Presentation logic follows a similar pattern. For example, when the user fills in a Web form using a desktop browser, the user can see many controls on the screen at once. When the form is validated on the server, validation errors can be displayed next to the controls. With a mobile device, form input and validation can be much harder to display in a format that is usable. Additionally, for mobile devices you might choose to provide shortcuts that allow the user to fill in information with less typing because the device might be difficult to type on.

For these reasons, you must create separate pages in your ASP.NET Web application for use in desktop and mobile device browsers. A page developed specifically for mobile device browsers allows you to break down presentation logic into smaller pieces that work better for the device's display area and input hardware.

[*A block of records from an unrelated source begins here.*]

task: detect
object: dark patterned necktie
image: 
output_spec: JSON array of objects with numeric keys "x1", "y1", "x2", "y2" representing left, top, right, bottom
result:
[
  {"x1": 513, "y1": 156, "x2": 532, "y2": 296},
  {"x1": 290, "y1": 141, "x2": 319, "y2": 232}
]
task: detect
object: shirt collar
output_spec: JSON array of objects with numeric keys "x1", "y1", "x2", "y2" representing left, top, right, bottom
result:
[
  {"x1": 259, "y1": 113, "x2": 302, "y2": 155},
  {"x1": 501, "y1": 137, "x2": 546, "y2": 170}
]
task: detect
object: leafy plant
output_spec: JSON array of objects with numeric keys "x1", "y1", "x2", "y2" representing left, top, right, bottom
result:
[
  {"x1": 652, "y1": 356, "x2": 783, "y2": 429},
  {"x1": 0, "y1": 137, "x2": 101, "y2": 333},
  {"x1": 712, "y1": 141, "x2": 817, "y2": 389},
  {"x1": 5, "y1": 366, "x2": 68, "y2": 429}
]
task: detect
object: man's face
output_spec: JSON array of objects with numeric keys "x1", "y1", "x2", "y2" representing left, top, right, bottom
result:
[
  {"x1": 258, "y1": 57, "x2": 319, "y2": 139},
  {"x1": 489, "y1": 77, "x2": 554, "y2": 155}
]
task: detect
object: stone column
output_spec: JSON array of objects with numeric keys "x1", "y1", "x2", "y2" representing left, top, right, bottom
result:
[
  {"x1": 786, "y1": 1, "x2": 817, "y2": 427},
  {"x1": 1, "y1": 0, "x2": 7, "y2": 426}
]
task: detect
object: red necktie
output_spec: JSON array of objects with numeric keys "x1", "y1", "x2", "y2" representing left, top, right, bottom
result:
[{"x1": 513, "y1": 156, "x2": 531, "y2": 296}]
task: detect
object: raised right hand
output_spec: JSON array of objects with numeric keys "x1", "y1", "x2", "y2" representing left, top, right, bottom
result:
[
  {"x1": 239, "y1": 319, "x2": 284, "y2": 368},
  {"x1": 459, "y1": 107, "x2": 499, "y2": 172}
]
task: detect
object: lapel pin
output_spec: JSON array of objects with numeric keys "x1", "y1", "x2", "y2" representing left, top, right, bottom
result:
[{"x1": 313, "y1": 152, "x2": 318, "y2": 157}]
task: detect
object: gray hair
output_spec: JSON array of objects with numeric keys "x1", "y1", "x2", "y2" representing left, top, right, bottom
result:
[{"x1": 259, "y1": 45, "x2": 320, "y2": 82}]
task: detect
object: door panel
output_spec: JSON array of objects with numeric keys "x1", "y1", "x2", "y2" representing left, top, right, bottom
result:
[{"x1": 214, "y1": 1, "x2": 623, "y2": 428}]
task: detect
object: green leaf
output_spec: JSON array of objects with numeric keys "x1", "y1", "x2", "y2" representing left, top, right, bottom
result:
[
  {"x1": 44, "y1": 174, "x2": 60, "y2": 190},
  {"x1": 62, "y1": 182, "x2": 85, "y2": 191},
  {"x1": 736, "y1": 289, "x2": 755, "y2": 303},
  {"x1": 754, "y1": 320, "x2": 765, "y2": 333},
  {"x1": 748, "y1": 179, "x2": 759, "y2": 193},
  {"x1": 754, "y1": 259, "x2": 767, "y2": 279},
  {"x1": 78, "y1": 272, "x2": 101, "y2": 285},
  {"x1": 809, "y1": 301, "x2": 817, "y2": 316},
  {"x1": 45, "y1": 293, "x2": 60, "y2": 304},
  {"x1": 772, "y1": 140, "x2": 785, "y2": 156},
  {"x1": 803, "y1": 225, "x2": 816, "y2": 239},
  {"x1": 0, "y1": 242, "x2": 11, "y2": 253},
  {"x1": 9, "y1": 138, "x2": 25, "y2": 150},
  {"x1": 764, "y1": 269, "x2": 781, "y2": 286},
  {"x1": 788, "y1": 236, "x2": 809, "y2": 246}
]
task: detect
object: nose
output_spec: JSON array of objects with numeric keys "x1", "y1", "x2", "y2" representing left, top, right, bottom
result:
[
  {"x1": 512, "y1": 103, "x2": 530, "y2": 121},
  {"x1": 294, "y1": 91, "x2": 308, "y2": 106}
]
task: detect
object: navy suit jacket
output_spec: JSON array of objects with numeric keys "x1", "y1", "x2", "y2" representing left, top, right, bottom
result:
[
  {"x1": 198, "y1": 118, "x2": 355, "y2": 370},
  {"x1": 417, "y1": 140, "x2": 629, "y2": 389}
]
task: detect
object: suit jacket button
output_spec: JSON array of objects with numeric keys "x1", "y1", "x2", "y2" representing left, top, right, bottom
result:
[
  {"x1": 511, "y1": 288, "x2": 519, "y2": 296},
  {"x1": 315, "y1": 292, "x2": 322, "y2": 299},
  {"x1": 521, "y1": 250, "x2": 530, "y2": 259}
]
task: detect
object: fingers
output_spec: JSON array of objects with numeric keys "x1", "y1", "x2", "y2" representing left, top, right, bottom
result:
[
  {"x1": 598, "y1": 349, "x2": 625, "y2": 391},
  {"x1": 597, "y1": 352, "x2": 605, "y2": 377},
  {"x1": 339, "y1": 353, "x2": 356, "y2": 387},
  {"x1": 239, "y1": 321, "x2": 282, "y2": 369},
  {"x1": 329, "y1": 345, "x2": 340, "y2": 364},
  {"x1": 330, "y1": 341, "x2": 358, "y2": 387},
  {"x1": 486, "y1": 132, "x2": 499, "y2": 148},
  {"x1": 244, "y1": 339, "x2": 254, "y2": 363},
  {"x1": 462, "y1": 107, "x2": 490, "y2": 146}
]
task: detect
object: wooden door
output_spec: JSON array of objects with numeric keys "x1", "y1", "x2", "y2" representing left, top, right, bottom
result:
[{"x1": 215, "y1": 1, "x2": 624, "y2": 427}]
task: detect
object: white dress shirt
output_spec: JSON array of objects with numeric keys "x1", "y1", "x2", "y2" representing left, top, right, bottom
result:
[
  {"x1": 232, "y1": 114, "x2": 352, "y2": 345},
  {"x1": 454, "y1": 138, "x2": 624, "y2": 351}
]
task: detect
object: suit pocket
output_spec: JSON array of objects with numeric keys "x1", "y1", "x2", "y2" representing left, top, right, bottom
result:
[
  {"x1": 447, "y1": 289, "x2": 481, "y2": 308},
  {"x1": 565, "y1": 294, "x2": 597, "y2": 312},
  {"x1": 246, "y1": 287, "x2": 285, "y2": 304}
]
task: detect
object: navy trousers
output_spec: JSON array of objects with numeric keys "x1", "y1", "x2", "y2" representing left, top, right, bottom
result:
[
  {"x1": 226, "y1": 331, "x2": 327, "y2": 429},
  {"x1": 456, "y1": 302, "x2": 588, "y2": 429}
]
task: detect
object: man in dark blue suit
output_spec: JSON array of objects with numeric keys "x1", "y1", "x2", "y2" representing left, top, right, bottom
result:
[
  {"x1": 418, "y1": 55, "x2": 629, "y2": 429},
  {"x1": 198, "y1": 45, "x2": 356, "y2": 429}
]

Mobile Web Server Controls

The ASP.NET 2.0 System.Web.Mobile namespace is devoted specifically to mobile Web development. You create a mobile Web page from the MobilePage base class and add mobile Web server controls from the System.Web.Mobile namespace. Mobile Web server controls have a number of specialized adapters in the .NET Framework and are therefore especially geared to developing mobile Web applications that target a wide range of mobile devices.

ASP.NET Web Server Controls and the Adapter Architecture

Most ASP.NET 2.0 Web server controls adhere to the unified adapter architecture. This means that all controls can behave differently depending on the requesting device by calling a custom adapter that provides appropriate behaviors for that device, such as creating the proper markup language. If an adapter is configured in the browser definitions file for the requesting device or browser, ASP.NET calls the adapter at each life-cycle stage of a Web server control. The adapter can then adjust rendered output for example, and handle any device-specific view state logic or device idiosyncrasies. Browser definition files can be found in the Browsers folder of the .NET Framework Config directory or in the App_Browsers folder of a Web application.

There are currently no adapters provided for the ASP.NET controls. There are, however, a rich set of adapters for the ASP.NET mobile controls to provide for a wide variety of devices and browsers.

You can create custom adapters for each device and have the ASP.NET page framework use those adapters when a specific device accesses your page. For more information, see Architectural Overview of Adaptive Control Behavior.

Choosing Custom Adapters or Mobile Controls

For pages targeting mobile devices, you must use mobile Web server controls and create pages that inherit from MobilePage. These controls support many mobile devices, such as cell phones. ASP.NET includes mobile Web server controls for a wide variety of general Web development and mobile-specific needs. Additionally, mobile-control device adapters already exist for major devices and their markup languages.

Microsoft will continue to provide adapter updates for the mobile Web server controls when major markup languages evolve. This enables you to support new markup languages with the same controls that you are already using. For example, if you are creating an e-commerce site that supports desktop browsers as well as a large array of mobile devices, you would create a set of ASP.NET pages that inherit from the Page class, and a separate set of pages that inherit from the MobilePage base class and use mobile controls.

If you need to, you can create your own custom adapters or modify existing ones where new devices dictate new behavioral requirements in mobile Web server controls.

There are scenarios where using ASP.NET Web server controls and writing custom adapters makes sense. These typically will be applications for rich desktop browsers where browser behavior variations are required, or for applications to be targeted by a constrained device class for which mobile controls and their feature set is not warranted. One example might be if you were creating an insurance-claim application that had a browser-based interface for office use and a rich-device interface for field use. Your application could then use the same base page classes for both the regular pages and the rich-device pages. You would then need to create custom adapters only for the device that was deployed in the field.